Let $f:=\cos(x)$ I'm asked to find for which values of $x$ we can be sure the 4th degree Taylor polynomial will give an error lesser than $\frac{1}{1000}$.
Now, $\cos(x)=1-\frac{x^2}{2}+\frac{x^4}{24}+o(x^4)$
Taylor's 4th degree remainder is then $R=\frac{f^{(5)}(\cos(\theta))}{5!}x^5=\frac{-\sin(\theta)}{5!}x^5$
Since I'm only asked about the error, I can get rid of the sign, and can do the following boundering:
$|R|\leq|\frac{1}{5!}x^5|\leq\frac{1}{1000}$
Since that is strictly increasing, its easy to solve that last inequation, by doing $\frac{1}{120}x^5=\frac{1}{1000}\longrightarrow x=\sqrt[5]{\frac{120}{1000}}\approx0.65$
Which ends up giving $|R|\leq\frac{1}{1000}\forall x:|x|\leq\sqrt[5]{\frac{120}{1000}}(\approx0.65)$
Now, I thought this was an already correct solution, but to my surprise, I checked plotted both the function and its Taylor polynomial, and the error bound that produces below $0.65$ is not only lesser than $\frac{1}{1000}$, but actually lesser than $\frac{1}{10000}$
e.g: $$\cos(0.65)=0.796187...$$ $$taylor(cos(0.65))=0.796083...$$
Which means it is overly precise, what is going on here, I'm asuming it must be some arithmetic mistake I made somewhere, but I can't find it and its driving me crazy.

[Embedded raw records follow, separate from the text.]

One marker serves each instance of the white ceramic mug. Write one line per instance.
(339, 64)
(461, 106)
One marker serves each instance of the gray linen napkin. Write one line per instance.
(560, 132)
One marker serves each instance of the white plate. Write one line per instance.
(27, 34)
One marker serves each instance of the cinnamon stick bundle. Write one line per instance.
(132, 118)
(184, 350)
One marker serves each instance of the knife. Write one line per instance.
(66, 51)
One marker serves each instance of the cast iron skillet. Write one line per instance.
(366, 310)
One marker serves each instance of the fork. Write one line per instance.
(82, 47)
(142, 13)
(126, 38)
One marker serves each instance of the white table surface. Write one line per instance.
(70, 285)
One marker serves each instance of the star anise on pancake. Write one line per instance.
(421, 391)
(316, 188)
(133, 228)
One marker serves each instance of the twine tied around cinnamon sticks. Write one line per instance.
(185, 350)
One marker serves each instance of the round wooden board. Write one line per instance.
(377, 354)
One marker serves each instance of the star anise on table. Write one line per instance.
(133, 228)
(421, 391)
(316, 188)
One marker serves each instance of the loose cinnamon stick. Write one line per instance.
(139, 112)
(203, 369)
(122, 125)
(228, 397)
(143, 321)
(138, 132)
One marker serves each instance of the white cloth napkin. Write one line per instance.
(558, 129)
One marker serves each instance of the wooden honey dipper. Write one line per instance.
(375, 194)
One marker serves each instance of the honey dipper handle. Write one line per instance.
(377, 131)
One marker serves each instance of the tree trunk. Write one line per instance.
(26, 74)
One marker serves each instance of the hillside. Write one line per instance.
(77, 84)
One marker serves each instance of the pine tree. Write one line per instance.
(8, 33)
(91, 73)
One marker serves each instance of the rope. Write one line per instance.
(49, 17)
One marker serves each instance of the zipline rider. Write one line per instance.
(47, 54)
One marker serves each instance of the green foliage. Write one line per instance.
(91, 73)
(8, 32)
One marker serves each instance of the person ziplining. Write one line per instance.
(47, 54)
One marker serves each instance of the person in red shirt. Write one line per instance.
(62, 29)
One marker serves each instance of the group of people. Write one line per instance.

You made us of $|\sin\theta|\le 1$ in your derivation, which is a very conservative estimate and fine. Once you notice that in fact $|\sin\theta|\le|\theta|\le |x|$, you can try to find the bounds for $x$ from $\left|\frac{x^6}{5!}\right|<\frac1{1000}$, which will allow you to go up to $0.7023\ldots$ instead of just $0.65$.
Still, the fact that Taylor guarantees you an error $<\frac1{1000}$ does not exclude the possibility that the error is indeed much smaller "by chance".